Non-verbal vs verbal tests
According to BMR researcher, Jacolize Poalses, the research also investigated whether it is advantageous to measure emotion in television advertisements by means of non-verbal measurement instruments as opposed to verbal, cognitive measurement instruments.
Responding to the LoE instrument requires participants to think about their feelings, resulting in ubiquitous cognitive processing. Due to the nature of the LoE scale used, participants are inclined to endorse a multitude of emotions, on average seven per respondent, which should be interpreted as either positive or negative and not necessarily according to an authentic felt emotion.
In contrast, the AdSAM instrument requires participants to project an immediate feeling on a non-numerical, nonverbal pictorial scale, thereby avoiding cognitive processing to a great extent. The PrEmo instrument, whilst predominantly a non-verbal emotive measure, appears to encompass a certain degree of analytical judgement and can be viewed as partly cognitive, partly reactive.
Therefore, taking the aforementioned information on the three measuring instruments into account, and although it was not the intention of this study to evaluate the effectiveness of the three research instruments against each other, the AdSAM instrument appears to render the most emotively authentic data regarding the manner in which participants from all ages react to a television advertisement in a way that is cost- and time effective, easy to understand and does not require any literacy.
Lastly, a participant’s general mood seems to permeate throughout the responses to the test advertisement, which could be indicative of the pervasive nature of general mood in reacting to visual stimuli. Dr. Calne’s statement, that ‘the essential difference between emotion and reason is that emotion leads to action while reason leads to conclusions’ (Weisnewski 2006:1) appears fitting. Although verbal measures can represent many distinct aspects of emotion, they do not produce a true dichotomy between affect and cognition because they too require cognitive processing.

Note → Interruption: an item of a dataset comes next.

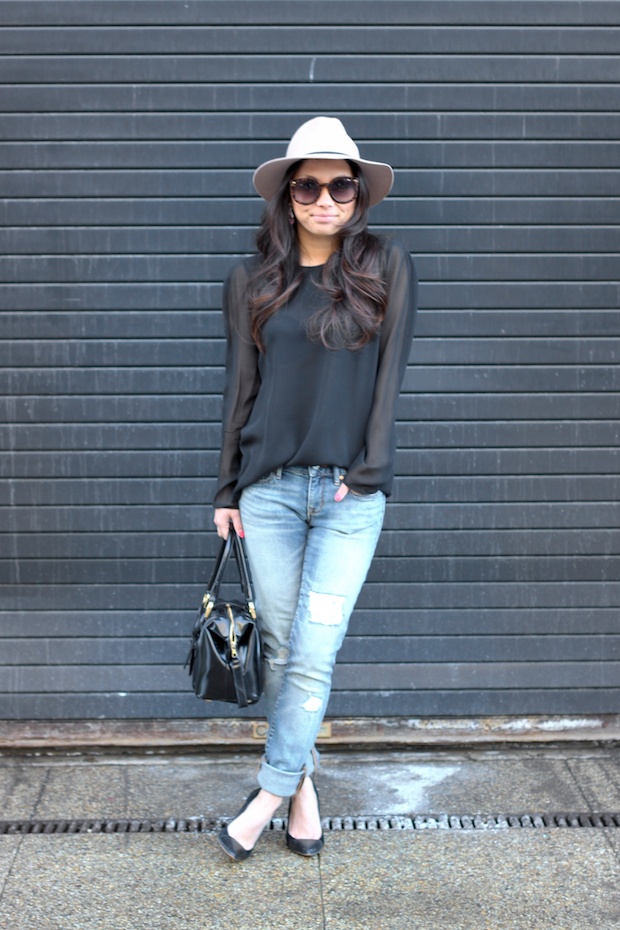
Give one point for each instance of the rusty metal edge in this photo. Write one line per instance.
(361, 732)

According to Joubert and Poalses, all advertisements attempt to influence consumers’ behaviour. However, this study concludes that the rating instrument used to determine participants’ emotive reactions to a television advertisement, whether verbal or non-verbal, could influence the manner in which participants indicate their true reaction to the advertisement, whether emotive or cognitive, and as a result thereof determine the way in which they make consumer decisions about the product or service being advertised.
The report, ‘Non-verbal Measurement of Emotive Reaction to Television Advertisements across South African Generations’ is available from the Bureau of Market Research, Unisa.